Welcome to Aklearn’s documentation!¶

Building a Machine Learning (ML) Library From Scratch: Aklearn¶

This repository contains my Summer 2021 project, to build a library to perform machine learning (ML) in Python, in the spirit of Tidymodels in R or Sklearn in Python. As much as possible, I will implement all algorithms from scratch (no calling sklearn, except maybe for tests). The algorithms will be organized using Python classes to keep the code D-R-Y, and will be supplemented by classes offering data processing, train-test splitting, cross-validating, and model evaluation functionality.

My motivation for this project is to upgrade my skills in data science and programming in Python, to complement what I have already learned in R. I want to particularly improve my abilities with object oriented programming, numpy, numba, and general data analysis/visualization. In addition, I want to explore the ‘ecosystem’ of software engineering: using version control, good code organization, unit testing, extensive documentation, and usability (for others). I will use Git on my computer for version control, using a 2 branch (development and main) workflow, and push changes to Github. Then, Sphinx will automatically carry over my documentation to this website which was produced by both Sphinx and Read the Docs. Additionally, I provide example usage.

I Want to Get Started¶

See the Table of Contents
Check out A Five Minute Tutorial to Using Aklearn for a brief tutorial
Head over to my Github repository.

Progress So Far¶

The labellings below are as follows:

A single +: code is running without bugs
A pair of ++: code is running and reasonably tested
A triple +++: code is running/comprehensively tested. Agreement with sklearn is sufficient for this.
If applicable, an * indicates the algorithm agrees with sklearn

Algorithms¶

Classification: KNN (+++, *), Logistic (+++, *), QDA (+++, *), LDA(+)
Regression: Linear (+++, *), Poisson (+, *), KNN (+)
Clustering: K-Means (++)
Model evaluation techniques: accuracy (+++, *), confusion matrix (+++, *), MSE (+++)

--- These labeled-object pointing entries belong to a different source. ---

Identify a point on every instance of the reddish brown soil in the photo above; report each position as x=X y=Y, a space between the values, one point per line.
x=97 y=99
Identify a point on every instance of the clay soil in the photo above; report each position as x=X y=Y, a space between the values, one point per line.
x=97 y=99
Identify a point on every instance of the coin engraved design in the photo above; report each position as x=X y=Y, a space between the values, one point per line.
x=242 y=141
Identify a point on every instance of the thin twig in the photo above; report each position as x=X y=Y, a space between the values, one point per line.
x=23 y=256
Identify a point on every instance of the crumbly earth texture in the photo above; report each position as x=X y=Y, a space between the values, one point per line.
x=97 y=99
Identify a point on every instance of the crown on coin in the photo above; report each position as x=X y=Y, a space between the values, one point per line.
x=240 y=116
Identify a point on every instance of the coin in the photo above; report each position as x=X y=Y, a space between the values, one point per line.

Data Engineering and Preparation¶

Train/test splitting (+++)
Cross-validation folds (+++)
Data Standardization (+++, *)

Workflow¶

Consistent use of Git/Github for version control and website generation.
Increased familiarity with ‘virtual environments’ and organizing Python files into packages (setup.py, requirements.txt, __init__.py, et cetera).
Autogenerated documentation: essentially, I write documentation in my code and include text files with additional content, and I run 4 commands (build the HTML website using Sphinx and 3 Git commands) and this website automatically collects all of the documentation into this elegant form.

To Do¶

By the middle of July, 2021, I would like to have:

Linear discriminant analysis (re-using my QDA code) (easy)
LASSO or other penalized estimators (harder)
Bootstrapping functionality (easy-ish)
Abstract tuning class and incorporation into child classes
Start to add more exposition and examples into the website, for (hypothetical) users

Eventually…

Classification trees, bagging, random forests (the latter two are easy once I do the first)
Boosting
Support vector machines
Stacking functionality (fairly easy)
A neural network implementation (hard)
Awesome docs!